From the Guidelines
Treatment for Respiratory Syncytial Virus (RSV) infection is primarily supportive care, as there is no specific antiviral medication approved for routine use in most cases. Supportive measures include ensuring adequate hydration through oral fluids or, if necessary, intravenous fluids; managing fever with acetaminophen (10-15 mg/kg every 4-6 hours) or ibuprofen (5-10 mg/kg every 6-8 hours) for children over 6 months; nasal suctioning to clear secretions; and using a cool-mist humidifier to ease congestion. For severe cases requiring hospitalization, supplemental oxygen may be provided to maintain oxygen saturation above 90%. In high-risk infants and children with severe disease, the antiviral medication ribavirin may occasionally be used, though its routine use is not recommended due to limited efficacy, high cost, and potential toxicity. For prevention in high-risk infants (premature babies, those with chronic lung disease or congenital heart disease), nirsevimab, a long-acting monoclonal antibody, is recommended for all infants aged <8 months who are born during or entering their first RSV season and for infants and children aged 8–19 months who are at increased risk for severe RSV disease and are entering their second RSV season, as per the latest guidance from the Advisory Committee on Immunization Practices (ACIP) in 2023 1. Most RSV infections resolve within 1-2 weeks, with the most severe symptoms typically improving within 3-5 days. RSV causes inflammation and excess mucus production in the airways, which explains why supportive care focusing on hydration, comfort, and breathing support forms the cornerstone of treatment while the immune system clears the infection. Key considerations for prevention and treatment include:
- Identifying high-risk infants and providing them with appropriate prophylaxis, such as nirsevimab, during the RSV season.
- Ensuring supportive care measures are in place to manage symptoms and prevent complications.
- Limiting the use of ribavirin to severe cases due to its limited efficacy and potential toxicity.
- Following the latest recommendations from reputable health organizations, such as the ACIP, for the prevention and treatment of RSV infection.
From the FDA Drug Label
VIRAZOLE® (Ribavirin for Inhalation Solution, USP) is indicated for the treatment of hospitalized infants and young children with severe lower respiratory tract infections due to RSV. Treatment early in the course of severe lower respiratory tract infection may be necessary to achieve efficacy. Only severe RSV lower respiratory tract infection should be treated with VIRAZOLE
The treatment for Respiratory Syncytial Virus (RSV) infection is ribavirin (INH), specifically VIRAZOLE (Ribavirin for Inhalation Solution, USP), for hospitalized infants and young children with severe lower respiratory tract infections due to RSV.
- Treatment should be initiated early in the course of severe lower respiratory tract infection to achieve efficacy.
- The decision to treat with VIRAZOLE should be based on the severity of the RSV infection.
- Diagnosis of RSV infection should be documented by a rapid diagnostic method before or during the first 24 hours of treatment 2.
From the Research
RSV Treatment Overview
- The treatment of Respiratory Syncytial Virus (RSV) infection primarily consists of supportive care, which may include bronchodilators and ribavirin 3, 4, 5.
- In severe cases, especially in high-risk infants, prophylaxis with palivizumab (Synagis) or RSV-immunoglobulin intravenous (RSV-IGIV) may be used to reduce the incidence of hospitalization due to RSV infection 3, 6, 7.
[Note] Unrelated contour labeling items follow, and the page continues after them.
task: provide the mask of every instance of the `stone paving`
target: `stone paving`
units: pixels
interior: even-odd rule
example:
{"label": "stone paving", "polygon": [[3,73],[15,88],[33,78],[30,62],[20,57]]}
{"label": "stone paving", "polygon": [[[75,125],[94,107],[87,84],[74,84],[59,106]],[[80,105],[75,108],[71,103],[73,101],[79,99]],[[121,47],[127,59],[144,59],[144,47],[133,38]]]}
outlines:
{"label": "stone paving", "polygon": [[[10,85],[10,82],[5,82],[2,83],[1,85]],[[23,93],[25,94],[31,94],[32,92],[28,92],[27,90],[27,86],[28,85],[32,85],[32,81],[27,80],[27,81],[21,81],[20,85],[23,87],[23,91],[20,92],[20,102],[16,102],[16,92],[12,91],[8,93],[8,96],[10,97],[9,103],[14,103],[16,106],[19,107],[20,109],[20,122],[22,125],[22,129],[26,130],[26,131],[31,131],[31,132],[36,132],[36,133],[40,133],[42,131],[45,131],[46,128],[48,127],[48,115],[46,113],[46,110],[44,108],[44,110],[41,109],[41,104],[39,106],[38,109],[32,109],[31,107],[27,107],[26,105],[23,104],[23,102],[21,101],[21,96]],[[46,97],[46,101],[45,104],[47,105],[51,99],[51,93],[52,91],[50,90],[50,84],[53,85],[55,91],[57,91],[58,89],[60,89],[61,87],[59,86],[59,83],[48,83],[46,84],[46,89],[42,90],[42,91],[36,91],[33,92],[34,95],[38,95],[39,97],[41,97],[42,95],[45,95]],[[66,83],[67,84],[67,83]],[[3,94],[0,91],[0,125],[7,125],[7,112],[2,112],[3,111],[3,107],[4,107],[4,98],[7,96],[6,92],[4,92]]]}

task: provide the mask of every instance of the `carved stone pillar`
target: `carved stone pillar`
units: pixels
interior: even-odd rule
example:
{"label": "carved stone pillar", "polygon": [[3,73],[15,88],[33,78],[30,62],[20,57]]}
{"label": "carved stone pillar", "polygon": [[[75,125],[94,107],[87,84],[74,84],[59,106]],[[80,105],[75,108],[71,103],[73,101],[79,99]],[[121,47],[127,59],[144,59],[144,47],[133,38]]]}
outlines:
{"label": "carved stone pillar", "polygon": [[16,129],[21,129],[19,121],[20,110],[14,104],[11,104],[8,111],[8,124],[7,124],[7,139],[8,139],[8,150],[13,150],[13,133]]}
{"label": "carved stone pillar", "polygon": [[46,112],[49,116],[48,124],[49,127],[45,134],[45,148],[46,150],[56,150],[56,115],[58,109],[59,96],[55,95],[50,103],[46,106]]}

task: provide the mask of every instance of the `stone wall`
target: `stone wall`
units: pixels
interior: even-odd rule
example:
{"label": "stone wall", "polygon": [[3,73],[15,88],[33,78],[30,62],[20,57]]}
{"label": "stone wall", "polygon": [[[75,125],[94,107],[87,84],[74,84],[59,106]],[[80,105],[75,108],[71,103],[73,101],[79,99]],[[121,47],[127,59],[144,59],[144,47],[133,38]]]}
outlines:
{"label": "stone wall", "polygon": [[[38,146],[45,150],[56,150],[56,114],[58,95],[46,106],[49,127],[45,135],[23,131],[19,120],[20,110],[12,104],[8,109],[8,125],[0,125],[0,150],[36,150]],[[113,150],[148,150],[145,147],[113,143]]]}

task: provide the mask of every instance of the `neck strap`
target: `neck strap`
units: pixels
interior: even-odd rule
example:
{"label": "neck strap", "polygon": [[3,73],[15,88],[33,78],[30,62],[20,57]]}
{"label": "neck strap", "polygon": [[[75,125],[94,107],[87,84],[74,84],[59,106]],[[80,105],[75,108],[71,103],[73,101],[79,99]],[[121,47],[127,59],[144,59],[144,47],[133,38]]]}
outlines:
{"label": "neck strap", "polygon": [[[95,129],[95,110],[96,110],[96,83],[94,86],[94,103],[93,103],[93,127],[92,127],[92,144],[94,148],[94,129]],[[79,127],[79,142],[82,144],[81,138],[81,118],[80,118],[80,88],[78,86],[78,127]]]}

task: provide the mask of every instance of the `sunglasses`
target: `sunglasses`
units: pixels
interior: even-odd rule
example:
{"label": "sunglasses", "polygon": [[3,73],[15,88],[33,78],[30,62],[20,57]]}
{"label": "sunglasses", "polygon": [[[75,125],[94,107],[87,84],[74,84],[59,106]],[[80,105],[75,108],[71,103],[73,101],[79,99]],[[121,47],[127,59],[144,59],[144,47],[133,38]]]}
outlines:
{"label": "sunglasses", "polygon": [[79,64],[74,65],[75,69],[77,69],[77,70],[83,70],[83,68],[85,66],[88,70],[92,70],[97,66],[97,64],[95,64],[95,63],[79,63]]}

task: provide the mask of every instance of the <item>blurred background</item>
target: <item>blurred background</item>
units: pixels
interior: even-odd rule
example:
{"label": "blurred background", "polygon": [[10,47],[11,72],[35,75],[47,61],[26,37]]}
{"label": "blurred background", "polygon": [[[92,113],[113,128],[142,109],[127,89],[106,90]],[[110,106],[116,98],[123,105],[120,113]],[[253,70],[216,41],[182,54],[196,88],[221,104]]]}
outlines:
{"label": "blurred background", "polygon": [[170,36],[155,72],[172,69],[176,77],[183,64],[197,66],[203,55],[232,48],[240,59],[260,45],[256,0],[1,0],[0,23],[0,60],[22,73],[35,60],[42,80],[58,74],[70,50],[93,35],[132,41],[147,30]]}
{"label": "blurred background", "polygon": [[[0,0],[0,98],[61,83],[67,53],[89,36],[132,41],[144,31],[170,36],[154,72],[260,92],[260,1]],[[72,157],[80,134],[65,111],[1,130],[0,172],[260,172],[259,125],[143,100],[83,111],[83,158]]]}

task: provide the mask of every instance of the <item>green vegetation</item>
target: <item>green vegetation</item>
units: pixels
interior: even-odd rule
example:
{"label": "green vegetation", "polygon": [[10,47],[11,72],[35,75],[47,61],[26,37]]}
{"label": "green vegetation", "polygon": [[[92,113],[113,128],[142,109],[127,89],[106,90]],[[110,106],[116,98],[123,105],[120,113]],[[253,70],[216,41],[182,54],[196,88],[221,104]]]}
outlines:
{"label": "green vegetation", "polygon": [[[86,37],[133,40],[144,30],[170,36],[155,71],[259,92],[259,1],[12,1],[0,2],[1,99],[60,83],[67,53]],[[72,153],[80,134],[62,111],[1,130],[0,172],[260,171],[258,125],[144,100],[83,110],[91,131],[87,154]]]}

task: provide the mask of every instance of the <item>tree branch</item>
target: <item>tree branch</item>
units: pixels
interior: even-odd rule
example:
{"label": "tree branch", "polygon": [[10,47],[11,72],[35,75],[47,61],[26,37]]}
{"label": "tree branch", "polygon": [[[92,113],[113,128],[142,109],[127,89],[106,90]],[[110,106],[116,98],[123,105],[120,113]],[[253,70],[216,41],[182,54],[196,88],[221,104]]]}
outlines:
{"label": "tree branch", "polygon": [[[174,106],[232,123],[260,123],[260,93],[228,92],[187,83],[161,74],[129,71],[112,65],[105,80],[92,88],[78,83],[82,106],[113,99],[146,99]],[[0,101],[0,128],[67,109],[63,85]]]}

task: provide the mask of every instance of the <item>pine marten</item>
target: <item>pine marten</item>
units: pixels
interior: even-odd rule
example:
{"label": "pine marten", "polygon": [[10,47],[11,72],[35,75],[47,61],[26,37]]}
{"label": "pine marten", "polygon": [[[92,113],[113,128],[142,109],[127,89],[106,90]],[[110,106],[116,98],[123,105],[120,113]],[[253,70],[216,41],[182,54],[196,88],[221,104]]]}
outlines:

Supportive Care and Antiviral Treatment
- Supportive care, such as adequate nutrition and oxygen therapy, is the mainstay of treatment for RSV infection 7.
- Ribavirin, an antiviral medication, may be used in complicated cases, especially in infants with underlying conditions such as congenital heart disease or bronchopulmonary dysplasia 4, 5.
- Bronchodilators may also be used to help manage symptoms, but their effectiveness can vary 7.
Prophylaxis with Palivizumab or RSV-IGIV
- Palivizumab, a humanized monoclonal antibody, has been shown to reduce hospitalization due to RSV infection by 55% in high-risk infants 6.
- RSV-IGIV provides passive immunity against RSV infections and has been shown to decrease the incidence of RSV hospitalization by 41% to 65% 3.
- The use of palivizumab or RSV-IGIV is typically reserved for high-risk infants, such as those with prematurity or bronchopulmonary dysplasia 3, 6, 7.